Representatives for Pilot Flying J say that commissioners cannot require them to hire a security guard, install electrification units at all truck parking stalls and require truckers to use them, or put up landscaping that shields the travel center from the interstate.
The business also contests the requirement that they construct the truck stop with cultured stone, brick or decorative masonry consistent with a “Market Place” prototype the company showed commissioners. Pilot’s attorney Tim Burke argues that the county is requiring them to build something that doesn’t exist yet.
Commissioners “ignored the actual submitted site plan and signage drawings and elevations before it for four months and three hearings and required within the resolution a building design that Pilot never formally submitted,” Burke wrote.
Tony Collins, the spokesman for CRD, said Pilot used the prototype drawings as a “bait-and-switch” to get people to think it was a going to be an attractive truck stop. He said it didn’t diminish what he and others believe are serious problems with having a truck stop in their neighborhood.

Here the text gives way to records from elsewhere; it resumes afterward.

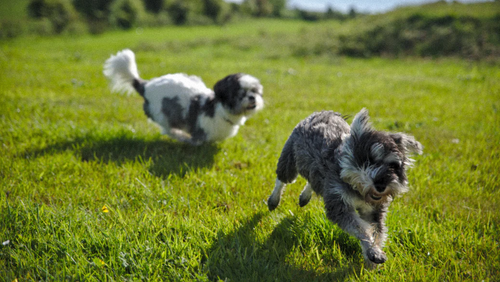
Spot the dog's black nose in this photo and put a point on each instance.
(379, 186)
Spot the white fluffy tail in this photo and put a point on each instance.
(121, 70)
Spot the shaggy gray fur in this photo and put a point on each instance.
(357, 170)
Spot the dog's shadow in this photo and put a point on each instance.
(238, 256)
(164, 156)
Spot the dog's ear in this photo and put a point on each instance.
(407, 143)
(229, 84)
(361, 124)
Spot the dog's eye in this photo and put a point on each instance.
(394, 165)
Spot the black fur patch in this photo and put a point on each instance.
(227, 89)
(139, 86)
(173, 111)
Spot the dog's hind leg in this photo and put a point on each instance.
(274, 200)
(286, 173)
(306, 194)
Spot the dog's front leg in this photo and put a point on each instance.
(347, 219)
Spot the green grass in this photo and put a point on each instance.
(178, 213)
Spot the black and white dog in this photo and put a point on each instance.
(183, 105)
(357, 170)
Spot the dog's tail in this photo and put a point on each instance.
(121, 70)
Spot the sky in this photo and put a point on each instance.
(366, 6)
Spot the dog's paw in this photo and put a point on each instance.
(304, 199)
(272, 203)
(376, 255)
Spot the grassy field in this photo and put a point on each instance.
(90, 191)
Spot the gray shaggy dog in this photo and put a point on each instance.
(357, 170)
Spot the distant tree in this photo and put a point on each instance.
(60, 13)
(332, 14)
(278, 7)
(352, 13)
(126, 13)
(93, 9)
(214, 9)
(154, 6)
(257, 8)
(178, 11)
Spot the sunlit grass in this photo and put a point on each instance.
(91, 190)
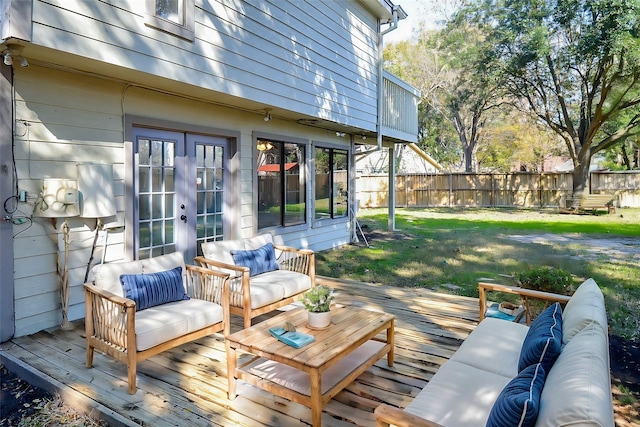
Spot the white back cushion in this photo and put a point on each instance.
(577, 391)
(107, 276)
(221, 250)
(586, 306)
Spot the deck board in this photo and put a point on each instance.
(187, 385)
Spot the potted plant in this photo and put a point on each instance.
(317, 301)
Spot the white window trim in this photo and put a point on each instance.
(186, 31)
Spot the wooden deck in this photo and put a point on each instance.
(188, 385)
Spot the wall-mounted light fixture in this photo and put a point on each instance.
(14, 51)
(264, 145)
(59, 199)
(95, 186)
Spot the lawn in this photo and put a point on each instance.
(451, 250)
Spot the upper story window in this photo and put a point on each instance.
(281, 183)
(332, 183)
(172, 16)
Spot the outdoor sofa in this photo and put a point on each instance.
(169, 304)
(264, 276)
(495, 377)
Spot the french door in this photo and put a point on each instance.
(179, 186)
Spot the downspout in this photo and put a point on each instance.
(392, 26)
(392, 170)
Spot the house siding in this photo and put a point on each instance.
(66, 118)
(316, 58)
(97, 69)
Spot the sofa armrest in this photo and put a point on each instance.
(298, 260)
(525, 294)
(209, 285)
(109, 318)
(239, 289)
(220, 266)
(390, 415)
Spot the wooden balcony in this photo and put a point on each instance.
(188, 385)
(400, 109)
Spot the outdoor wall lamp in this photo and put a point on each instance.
(59, 199)
(14, 51)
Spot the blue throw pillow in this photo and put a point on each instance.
(544, 339)
(259, 260)
(148, 290)
(519, 402)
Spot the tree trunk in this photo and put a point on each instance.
(580, 178)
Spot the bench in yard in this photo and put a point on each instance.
(590, 203)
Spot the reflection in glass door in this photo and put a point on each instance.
(180, 192)
(156, 196)
(209, 193)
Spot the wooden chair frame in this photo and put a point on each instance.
(110, 320)
(525, 296)
(292, 259)
(387, 415)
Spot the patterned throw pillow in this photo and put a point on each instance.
(259, 260)
(544, 339)
(149, 290)
(519, 402)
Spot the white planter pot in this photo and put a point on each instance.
(319, 320)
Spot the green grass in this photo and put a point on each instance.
(450, 250)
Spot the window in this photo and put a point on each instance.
(281, 183)
(332, 183)
(172, 16)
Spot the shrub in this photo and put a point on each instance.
(547, 279)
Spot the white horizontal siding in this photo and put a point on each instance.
(71, 119)
(316, 58)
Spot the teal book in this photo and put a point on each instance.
(294, 339)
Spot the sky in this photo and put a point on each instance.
(418, 11)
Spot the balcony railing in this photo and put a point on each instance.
(400, 109)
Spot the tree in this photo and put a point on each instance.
(455, 95)
(574, 64)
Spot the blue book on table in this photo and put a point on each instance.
(294, 339)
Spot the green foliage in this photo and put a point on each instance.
(547, 279)
(575, 65)
(318, 299)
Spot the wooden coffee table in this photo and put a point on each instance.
(314, 374)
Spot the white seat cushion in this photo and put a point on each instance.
(577, 391)
(299, 381)
(265, 293)
(494, 346)
(162, 323)
(291, 282)
(458, 395)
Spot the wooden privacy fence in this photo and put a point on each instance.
(518, 189)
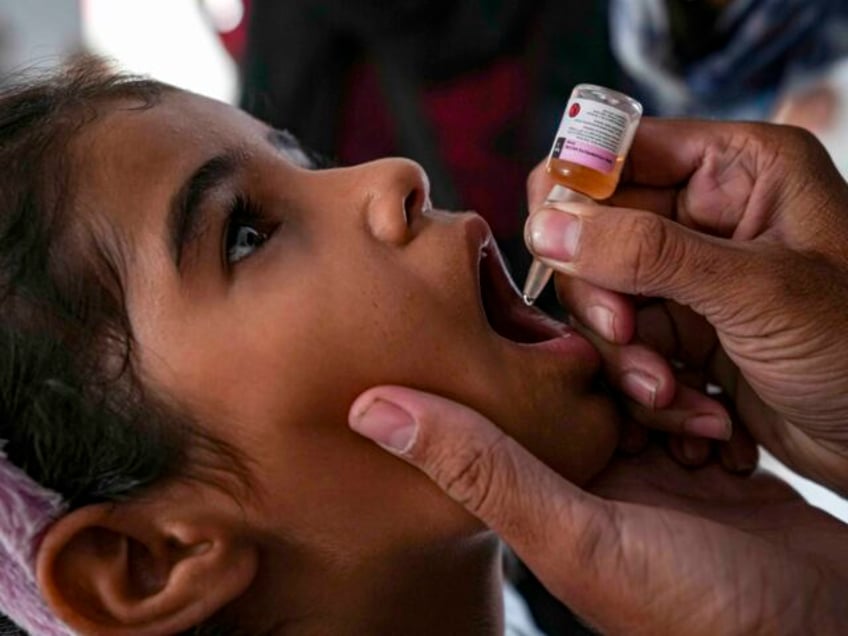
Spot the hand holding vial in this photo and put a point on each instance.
(743, 228)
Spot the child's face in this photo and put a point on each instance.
(325, 283)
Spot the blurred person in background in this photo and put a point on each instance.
(768, 60)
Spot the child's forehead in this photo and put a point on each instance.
(140, 151)
(177, 120)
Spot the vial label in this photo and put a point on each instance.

“I think their intent was to make people feel better about something we all know of as a truck stop,” he said. “I think the idea was for people to say, ‘Oh, that doesn’t look so bad.’ And frankly it didn’t look bad, but all the other stuff still comes with it.”
CRD has maintained that commissioners were not allowed to approve the truck stop because fast food restaurants and overnight stays are forbidden in industrial zoning.
The group of neighbors, sometimes numbering more than 100, have also expressed concerns about crime. They say truck stops can be magnets for prostitution and other unlawful activities as well as contribute to noise and air quality issues and declining property values.